An easy and risk-free way to compare data from two or more sources is by using a pivot table. In this tutorial I will demonstrate why you should add pivot table comparisons to your data analysis toolbox and forget about the inferior vlookup function.
Why VLOOKUP is not the best way to compare data sources
I regularly see people using vlookups to compare two sources of data. This can be problematic as you have to consider differences in the comparator fields or risk producing misleading analysis.
Take for example the monthly sales lists for a series of products.
If I take the July sales list and then use a vlookup formula to bring in the comparative sales value from August and September, I will run into problems because PRODUCT K and L didn’t appear on the sales report for July. In fact there are no months where all products appeared in the sales list.
So the VLOOKUP trick only allows me to compare data that is common between each list, which is not what I want.
People get around this problem by trying to identify a full list of products and then using this to perform their VLOOKUP method.
The other problem I have with the VLOOKUP method is that it is not very agile.

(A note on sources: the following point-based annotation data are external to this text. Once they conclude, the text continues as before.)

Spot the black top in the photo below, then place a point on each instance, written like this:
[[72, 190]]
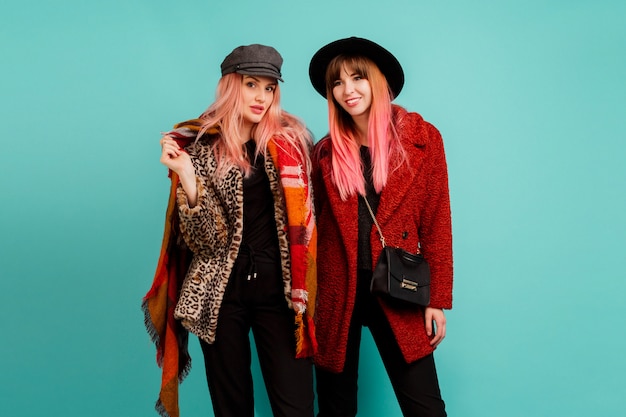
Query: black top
[[259, 223], [364, 255]]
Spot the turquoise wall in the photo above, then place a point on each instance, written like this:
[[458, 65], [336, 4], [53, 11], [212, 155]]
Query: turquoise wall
[[529, 96]]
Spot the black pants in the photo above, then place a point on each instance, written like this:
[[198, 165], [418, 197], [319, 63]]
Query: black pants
[[415, 384], [257, 304]]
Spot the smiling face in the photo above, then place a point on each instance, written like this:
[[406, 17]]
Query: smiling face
[[257, 93], [353, 92]]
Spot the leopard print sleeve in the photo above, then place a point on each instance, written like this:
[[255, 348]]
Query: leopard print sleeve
[[204, 227]]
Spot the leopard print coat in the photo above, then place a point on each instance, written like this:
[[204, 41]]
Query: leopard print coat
[[213, 230]]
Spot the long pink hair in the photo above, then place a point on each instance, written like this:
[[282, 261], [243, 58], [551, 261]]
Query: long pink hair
[[347, 170], [225, 114]]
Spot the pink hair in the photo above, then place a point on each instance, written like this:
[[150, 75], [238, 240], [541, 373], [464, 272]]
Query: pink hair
[[347, 170], [225, 113]]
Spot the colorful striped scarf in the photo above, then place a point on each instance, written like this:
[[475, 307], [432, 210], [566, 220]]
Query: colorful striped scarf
[[158, 304]]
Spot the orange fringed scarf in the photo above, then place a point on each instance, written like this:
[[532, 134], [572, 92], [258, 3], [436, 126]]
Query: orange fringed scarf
[[159, 303]]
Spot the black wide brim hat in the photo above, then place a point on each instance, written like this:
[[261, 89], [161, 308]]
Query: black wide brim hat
[[386, 62]]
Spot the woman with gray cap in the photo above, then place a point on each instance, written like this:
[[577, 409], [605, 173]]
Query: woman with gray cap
[[241, 203], [378, 161]]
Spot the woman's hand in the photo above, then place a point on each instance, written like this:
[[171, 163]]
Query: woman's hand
[[176, 159], [173, 157], [436, 332]]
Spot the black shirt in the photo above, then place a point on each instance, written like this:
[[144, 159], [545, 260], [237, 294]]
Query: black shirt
[[364, 255]]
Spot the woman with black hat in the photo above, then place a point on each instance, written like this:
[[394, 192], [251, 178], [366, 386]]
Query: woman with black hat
[[241, 202], [381, 157]]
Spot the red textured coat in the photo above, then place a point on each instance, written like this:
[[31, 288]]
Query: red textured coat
[[414, 208]]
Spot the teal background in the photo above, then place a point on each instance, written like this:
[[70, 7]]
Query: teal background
[[530, 97]]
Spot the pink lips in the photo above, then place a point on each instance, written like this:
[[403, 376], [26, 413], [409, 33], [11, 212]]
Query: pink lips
[[352, 102]]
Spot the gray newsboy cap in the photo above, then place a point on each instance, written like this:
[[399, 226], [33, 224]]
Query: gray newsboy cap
[[254, 59]]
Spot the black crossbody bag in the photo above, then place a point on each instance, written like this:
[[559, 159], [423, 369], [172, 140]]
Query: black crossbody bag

Let’s say you have produced a full list of products and then completed a VLOOKUP to bring in all the Sales Values for July to September, you present your table and are then asked – “That’s great but how does the Sales Volume compare?”

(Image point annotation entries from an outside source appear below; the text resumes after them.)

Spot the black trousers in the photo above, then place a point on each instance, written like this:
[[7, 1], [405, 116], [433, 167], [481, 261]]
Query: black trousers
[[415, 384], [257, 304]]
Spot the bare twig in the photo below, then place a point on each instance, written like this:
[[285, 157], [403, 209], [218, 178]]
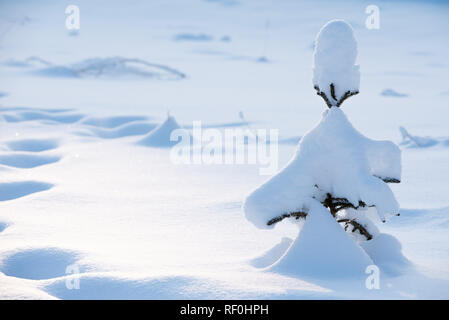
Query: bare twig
[[296, 215], [333, 92], [388, 179]]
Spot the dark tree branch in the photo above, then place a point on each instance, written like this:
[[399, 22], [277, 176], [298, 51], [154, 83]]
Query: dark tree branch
[[323, 95]]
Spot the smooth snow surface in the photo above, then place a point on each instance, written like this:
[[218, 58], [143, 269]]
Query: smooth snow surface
[[323, 250], [160, 136]]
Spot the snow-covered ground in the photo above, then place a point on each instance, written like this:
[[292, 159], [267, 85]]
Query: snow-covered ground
[[87, 184]]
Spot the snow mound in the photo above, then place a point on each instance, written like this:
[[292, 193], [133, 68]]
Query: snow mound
[[160, 136], [334, 60], [201, 37], [411, 141], [386, 252], [317, 254], [332, 158]]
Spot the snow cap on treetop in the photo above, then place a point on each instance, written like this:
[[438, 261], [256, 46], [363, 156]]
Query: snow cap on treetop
[[334, 61]]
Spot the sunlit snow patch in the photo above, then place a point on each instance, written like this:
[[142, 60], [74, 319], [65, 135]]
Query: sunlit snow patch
[[113, 67]]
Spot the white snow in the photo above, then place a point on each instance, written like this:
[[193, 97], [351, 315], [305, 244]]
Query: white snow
[[323, 250], [138, 226], [334, 60], [331, 158]]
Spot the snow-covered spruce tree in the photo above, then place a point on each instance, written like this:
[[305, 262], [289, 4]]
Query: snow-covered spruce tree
[[336, 178]]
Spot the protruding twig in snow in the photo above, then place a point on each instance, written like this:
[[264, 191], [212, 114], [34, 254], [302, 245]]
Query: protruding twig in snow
[[333, 92], [356, 226], [334, 97], [389, 180], [323, 95]]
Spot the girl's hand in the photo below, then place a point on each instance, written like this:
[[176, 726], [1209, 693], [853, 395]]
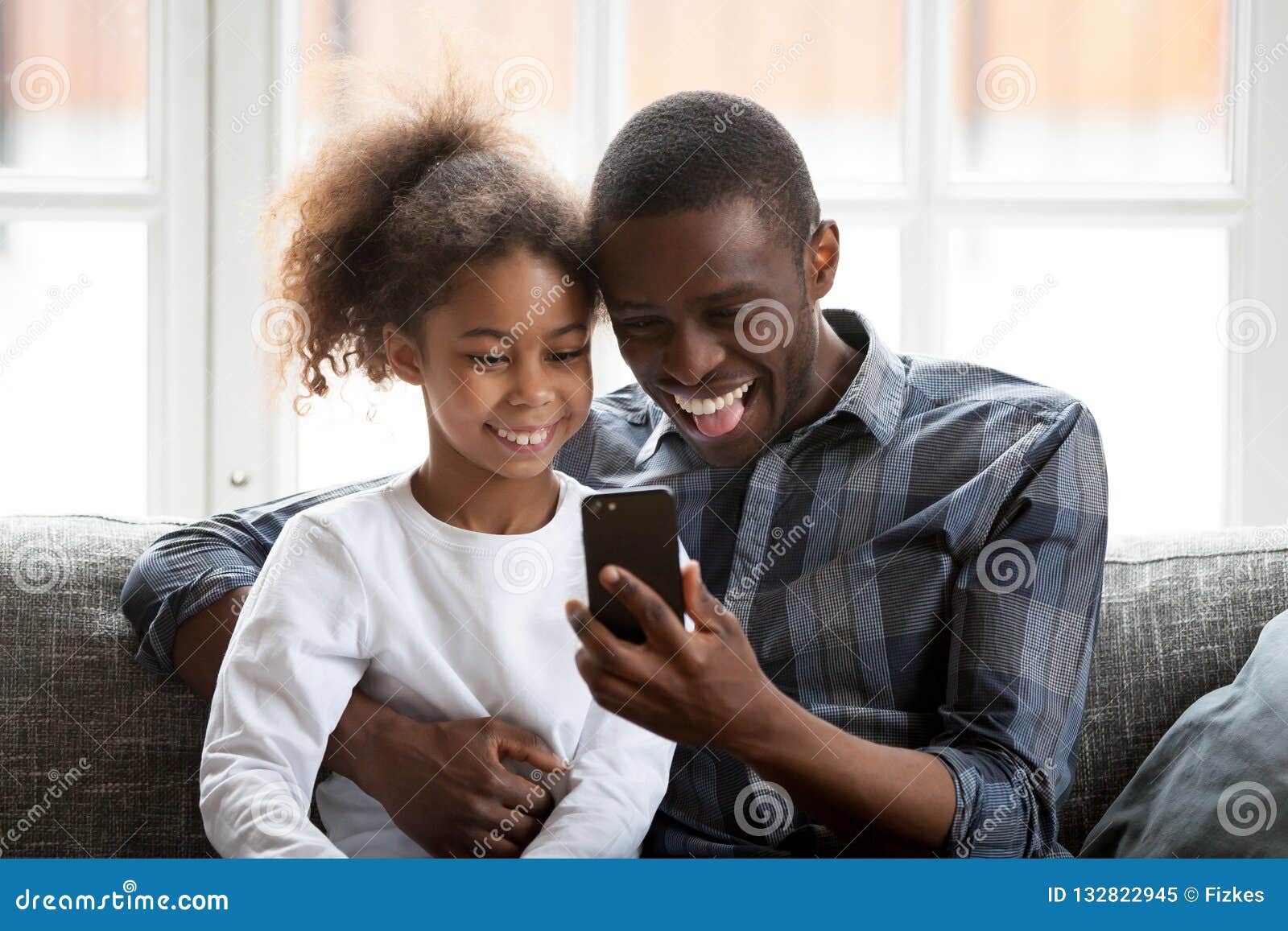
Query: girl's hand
[[697, 688]]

Now you have to go away and write another 3 VLOOKUP formulas to bring across the Activity figures as well. Your data will look something like this:
Once you’ve started building your data table like this you’ve lost the game as far as I’m concerned. Getting a chart off this data is tricky and performing any analysis is going to require you to write more formulas and before you know it, you will have a horizontal spreadsheet from hell. If you want to understand why I consider this to be ugly data, check out my tutorial that shows you how to prepare perfect source data for pivot tables.

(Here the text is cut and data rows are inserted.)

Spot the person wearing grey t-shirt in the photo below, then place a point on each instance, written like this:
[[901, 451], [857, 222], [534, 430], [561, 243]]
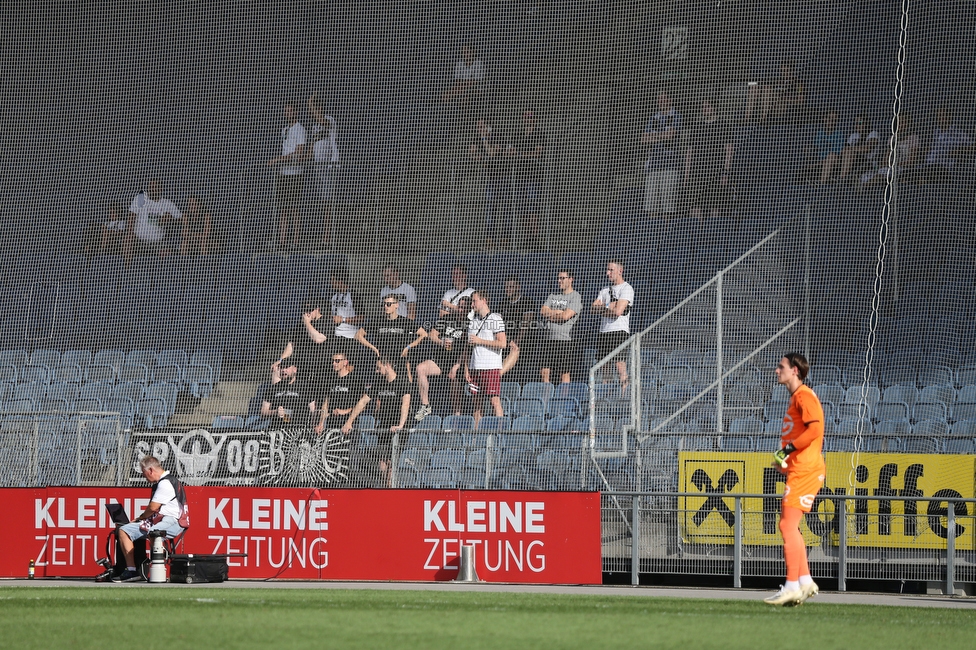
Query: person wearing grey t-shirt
[[560, 313]]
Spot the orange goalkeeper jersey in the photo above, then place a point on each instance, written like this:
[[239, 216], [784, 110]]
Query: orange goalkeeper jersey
[[803, 425]]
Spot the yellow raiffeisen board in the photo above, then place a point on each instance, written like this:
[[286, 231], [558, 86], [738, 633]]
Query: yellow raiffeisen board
[[901, 522]]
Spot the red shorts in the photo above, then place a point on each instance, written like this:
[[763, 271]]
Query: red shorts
[[802, 489], [489, 381]]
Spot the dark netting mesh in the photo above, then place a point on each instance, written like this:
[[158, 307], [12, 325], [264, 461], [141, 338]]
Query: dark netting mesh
[[200, 198]]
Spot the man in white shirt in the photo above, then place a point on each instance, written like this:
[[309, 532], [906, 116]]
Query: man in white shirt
[[452, 297], [391, 276], [468, 74], [151, 220], [346, 312], [613, 306], [161, 515], [486, 336], [288, 181]]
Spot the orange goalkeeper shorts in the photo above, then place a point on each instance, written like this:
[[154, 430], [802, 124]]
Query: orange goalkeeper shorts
[[802, 489]]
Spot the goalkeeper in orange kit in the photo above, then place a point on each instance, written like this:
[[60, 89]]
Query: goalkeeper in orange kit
[[801, 459]]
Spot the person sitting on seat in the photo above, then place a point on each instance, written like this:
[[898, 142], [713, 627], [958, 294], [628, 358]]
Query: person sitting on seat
[[162, 514]]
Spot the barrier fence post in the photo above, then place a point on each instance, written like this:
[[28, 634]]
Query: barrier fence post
[[951, 549], [842, 548], [737, 546], [635, 541]]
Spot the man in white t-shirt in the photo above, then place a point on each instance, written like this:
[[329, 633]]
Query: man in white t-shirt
[[288, 180], [346, 313], [151, 221], [468, 74], [161, 515], [452, 297], [861, 151], [486, 336], [613, 305], [391, 276]]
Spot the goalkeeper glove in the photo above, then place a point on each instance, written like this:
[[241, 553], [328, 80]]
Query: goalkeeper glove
[[782, 454]]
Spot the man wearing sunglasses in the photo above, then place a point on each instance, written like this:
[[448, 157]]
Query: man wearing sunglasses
[[392, 336]]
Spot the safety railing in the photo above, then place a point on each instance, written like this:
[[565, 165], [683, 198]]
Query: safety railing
[[659, 538]]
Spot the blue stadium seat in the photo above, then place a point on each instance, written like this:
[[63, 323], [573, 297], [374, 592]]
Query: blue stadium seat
[[439, 479], [152, 411], [935, 376], [748, 425], [929, 411], [100, 373], [529, 423], [892, 411], [932, 428], [458, 422], [941, 393], [538, 390], [511, 390], [234, 422], [905, 394], [529, 406], [494, 423], [429, 423]]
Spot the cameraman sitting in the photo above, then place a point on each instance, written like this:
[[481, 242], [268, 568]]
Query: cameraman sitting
[[162, 514]]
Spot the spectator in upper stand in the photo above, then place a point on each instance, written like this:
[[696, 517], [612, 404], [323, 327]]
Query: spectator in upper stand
[[450, 303], [394, 284], [305, 345], [324, 155], [107, 236], [519, 313], [469, 72], [488, 150], [390, 396], [486, 340], [290, 398], [613, 305], [151, 227], [527, 148], [560, 313], [707, 164], [663, 134], [288, 180], [197, 224], [861, 153], [781, 99], [906, 156], [392, 336], [448, 339], [344, 390], [949, 145], [828, 145], [346, 312]]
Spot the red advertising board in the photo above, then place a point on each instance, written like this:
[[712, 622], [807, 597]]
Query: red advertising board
[[293, 533]]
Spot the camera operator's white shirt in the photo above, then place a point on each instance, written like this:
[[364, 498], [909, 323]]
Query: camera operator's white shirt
[[613, 293], [165, 495], [148, 212]]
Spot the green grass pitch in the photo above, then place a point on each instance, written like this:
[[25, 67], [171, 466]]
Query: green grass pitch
[[83, 617]]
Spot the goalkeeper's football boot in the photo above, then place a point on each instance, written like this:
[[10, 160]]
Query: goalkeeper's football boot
[[808, 591], [785, 597]]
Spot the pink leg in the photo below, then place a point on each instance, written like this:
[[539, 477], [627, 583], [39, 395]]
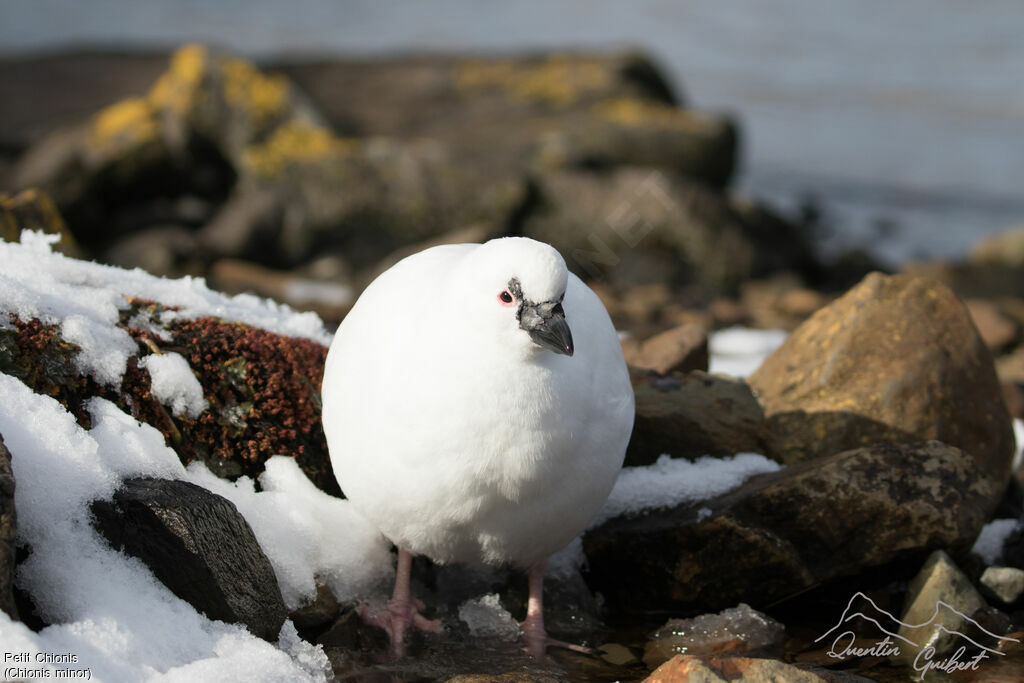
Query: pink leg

How to compare data with Pivot Tables
First you need to stack your data sources and create a new column that indicates the basis of the comparison. In this case, the fundamental difference between the sources of the data is the Sales Month, so I want an additional column called Month.
Once you’ve stacked the data you are ready to pivot.
If you put your comparator filed in the column labels section you can see the corresponding values side by side and the benefits of the pivot table are immediately obvious when you look at the Product List – this now shows a complete product list across all 3 months. Any month missing from the original sale list shows up as a blank.
The other benefit of using pivot tables for data analysis is agility.
If you now want to compare activity volumes instead of values you can switch out SALES VALUE for SALES VOLUME in the Values section. You could even have both fields showing in the pivot table if you want to go crazy.
When it comes to actually performing some analysis, you can also use the pivot table directly rather than creating more columns of formulas. So for example I might want to see what the difference is between each months data. All we need to do here is to amend how the pivot table shows the values.
Access this by right clicking on the pivot table
It defaults to showing the data with No Calculation but there are many options. If we choose Difference From, we then have to choose a Base Field which in this case should be MONTH and then a Base Item.
If you leave the Base Item as (previous) it will show the following table with blanks in July (as we don’t have JUNE’s data) and data in August which represents difference between August and July and then data in September which is the difference between September and August.
If you actually wanted to see the differences between each month with July being the comparator month, you would just change the Base Item from (previous) to JULY
Hopefully you’ve seen enough to realise that the pivot table is a great tool for easily comparing datasets and that once you’ve taken the time to stack your data, you can slice and dice with ease.